- Born: 1955 (age 69–70)
- Occupation: Linguist
- Spouse: Joe Salmons

Academic background
- Alma mater: University of California, Berkeley

Academic work
- Institutions: University of Wisconsin–Madison
- Main interests: Morphology, Endangered languages, Linguistic typology

= Monica Macaulay =

Linguist

Monica Macaulay (born 1955) is an American linguist at the University of Wisconsin–Madison affiliated with the American Indian Studies Program.

== Biography ==
During her teenage years, Macaulay attended high school in Santiago, Chile, where she learned Spanish. After graduating high school and traveling South America, she moved to Prescott, Arizona. She relocated shortly after to northern California and pursued art school before enrolling at UC Berkeley.

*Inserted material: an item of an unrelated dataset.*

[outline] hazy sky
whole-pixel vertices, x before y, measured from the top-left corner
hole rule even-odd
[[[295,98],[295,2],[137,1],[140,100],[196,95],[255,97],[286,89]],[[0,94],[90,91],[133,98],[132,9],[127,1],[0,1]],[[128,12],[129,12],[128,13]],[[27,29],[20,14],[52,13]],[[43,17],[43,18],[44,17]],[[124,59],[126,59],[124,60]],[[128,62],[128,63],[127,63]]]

Macaulay received her PhD in 1987 for her research on morphology and cliticization in Chalcatongo Mixtec at the University of California, Berkeley.

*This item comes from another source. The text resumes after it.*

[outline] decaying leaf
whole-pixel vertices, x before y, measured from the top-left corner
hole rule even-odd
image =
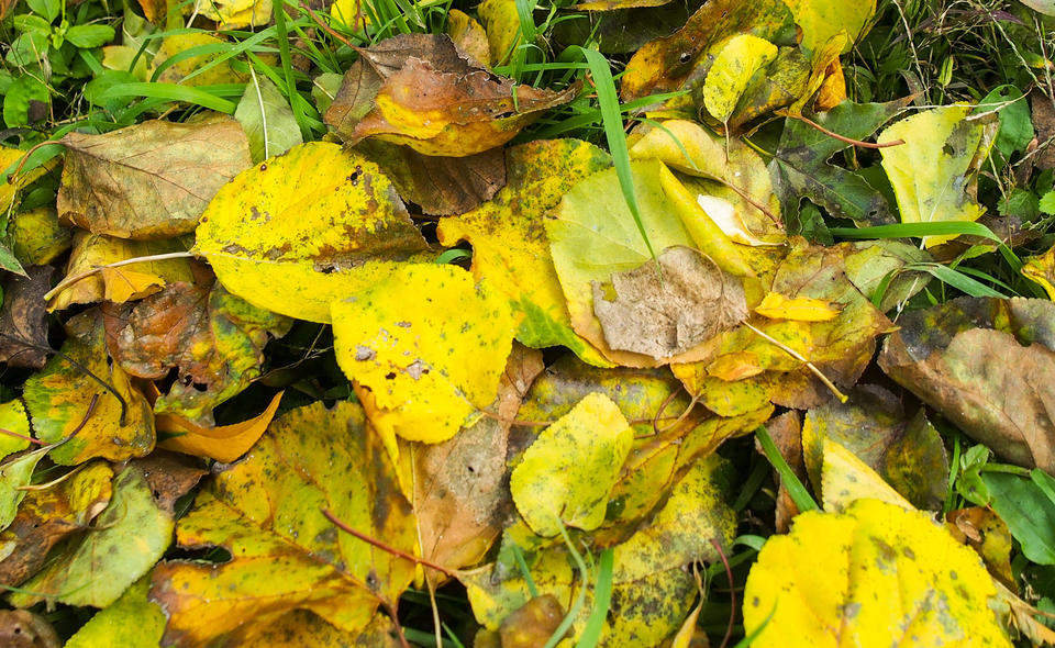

She has worked on documenting various Indigenous languages of North America, especially Menominee and Potawatomi. She has published a number of linguistic studies on, especially, the syntax and semantics of the Mixtec, Karuk and Algonquian languages. She has also written a grammar of Chalcatongo Mixtec (Macaulay 1996). From 2006 to 2010, she led an NSF grant which aimed to write three dictionaries for Menominee. The grant resulted in works including Macaulay (2009, 2012).

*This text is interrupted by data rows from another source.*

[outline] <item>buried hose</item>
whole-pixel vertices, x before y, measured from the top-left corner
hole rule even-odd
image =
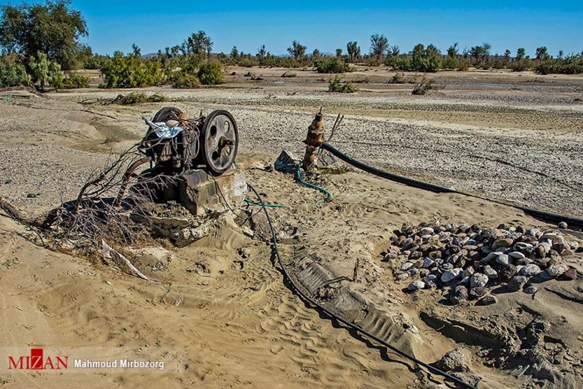
[[[278,239],[276,237],[275,230],[273,229],[273,225],[271,222],[271,218],[269,217],[269,213],[267,211],[267,208],[266,207],[265,204],[264,203],[263,200],[261,199],[261,197],[259,196],[259,193],[257,193],[257,191],[255,190],[255,188],[254,188],[251,185],[249,185],[248,184],[247,184],[247,185],[249,186],[249,189],[250,189],[251,190],[252,190],[253,193],[254,193],[255,194],[255,196],[257,197],[257,199],[258,200],[259,204],[261,205],[261,207],[263,208],[264,211],[265,213],[265,217],[267,218],[267,221],[268,221],[268,222],[269,223],[269,229],[271,231],[272,242],[273,242],[273,251],[275,252],[275,255],[277,257],[278,262],[279,263],[279,266],[281,266],[282,271],[283,273],[283,275],[286,277],[286,278],[287,279],[287,280],[290,282],[290,283],[293,287],[294,289],[295,289],[295,291],[300,295],[300,296],[304,300],[307,301],[308,302],[309,302],[310,303],[312,304],[312,305],[317,307],[319,309],[320,309],[322,312],[326,313],[327,314],[328,314],[331,317],[333,317],[335,319],[336,319],[338,321],[339,321],[339,322],[340,322],[340,323],[343,323],[343,324],[347,326],[348,327],[353,328],[353,330],[356,330],[357,332],[359,332],[359,333],[361,333],[361,334],[363,334],[363,335],[368,337],[368,338],[370,338],[371,339],[373,339],[373,340],[376,341],[377,342],[378,342],[378,343],[381,344],[383,346],[384,346],[387,347],[387,348],[388,348],[388,349],[389,349],[394,351],[395,352],[396,352],[396,353],[401,355],[402,356],[404,356],[405,358],[407,358],[408,359],[409,359],[410,360],[412,360],[412,361],[415,362],[417,365],[420,365],[422,366],[423,366],[424,367],[425,367],[426,369],[427,369],[428,370],[429,370],[431,373],[433,373],[438,374],[440,376],[441,376],[442,377],[445,377],[445,378],[446,378],[446,379],[447,379],[448,380],[451,380],[451,381],[453,381],[454,382],[455,382],[455,383],[456,383],[457,384],[459,384],[459,385],[461,385],[462,386],[463,386],[465,388],[468,388],[468,389],[477,389],[475,387],[472,386],[472,385],[470,385],[469,384],[468,384],[468,383],[465,382],[464,381],[463,381],[463,380],[462,380],[457,378],[456,377],[454,377],[454,376],[452,376],[451,374],[448,374],[447,373],[445,373],[443,370],[440,370],[439,369],[437,369],[437,367],[432,366],[431,365],[429,365],[428,363],[426,363],[425,362],[422,362],[422,361],[417,359],[415,356],[413,356],[412,355],[409,355],[409,354],[408,354],[407,353],[406,353],[405,351],[400,350],[398,348],[397,348],[396,347],[391,345],[391,344],[387,343],[387,342],[385,342],[385,341],[382,340],[382,339],[378,338],[378,337],[375,336],[373,334],[371,334],[370,333],[366,331],[365,330],[363,329],[362,328],[361,328],[359,326],[357,326],[356,324],[354,324],[353,323],[351,323],[350,321],[349,321],[348,320],[346,320],[346,319],[343,319],[342,317],[341,317],[340,316],[338,316],[336,313],[334,313],[332,311],[328,310],[327,308],[326,308],[325,307],[324,307],[323,305],[322,305],[319,303],[318,303],[317,301],[315,301],[314,299],[312,299],[310,296],[308,296],[298,286],[298,285],[296,283],[296,282],[293,280],[293,279],[290,275],[289,273],[287,273],[287,270],[286,269],[286,267],[283,264],[283,261],[282,260],[282,257],[281,257],[281,256],[279,254],[279,249],[278,248]]]
[[[571,228],[577,227],[577,228],[583,229],[583,219],[580,219],[571,216],[566,216],[564,215],[560,215],[556,213],[553,213],[552,212],[539,211],[539,210],[535,210],[526,207],[521,207],[520,206],[509,204],[508,203],[505,203],[497,200],[493,200],[491,199],[483,197],[476,194],[459,192],[458,190],[455,190],[455,189],[445,188],[444,186],[440,186],[433,183],[429,183],[429,182],[419,181],[417,180],[413,179],[412,178],[403,177],[403,176],[399,176],[396,174],[392,174],[392,173],[389,173],[388,172],[385,172],[376,168],[374,168],[371,166],[369,166],[366,164],[363,164],[360,161],[357,161],[357,160],[347,155],[326,142],[322,143],[321,147],[322,148],[328,150],[346,163],[350,164],[350,165],[358,168],[361,170],[363,170],[379,177],[382,177],[382,178],[403,183],[409,186],[413,186],[413,188],[418,188],[419,189],[430,190],[436,193],[463,194],[463,196],[479,199],[480,200],[483,200],[491,203],[496,203],[496,204],[500,204],[507,207],[513,207],[517,209],[522,211],[527,215],[529,215],[535,218],[539,219],[547,222],[558,223],[561,221],[564,221],[569,227]]]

She has written a survival skills manual for graduate students in linguistics (Macaulay 2011).

Macaulay is married to linguist Joe Salmons.

== Honors ==

In 2020, Macaulay was inducted as a Fellow of the Linguistic Society of America.

Macaulay is currently the president of the Endangered Language Fund, as well as the co-editor of the Papers of the Algonquian Conference.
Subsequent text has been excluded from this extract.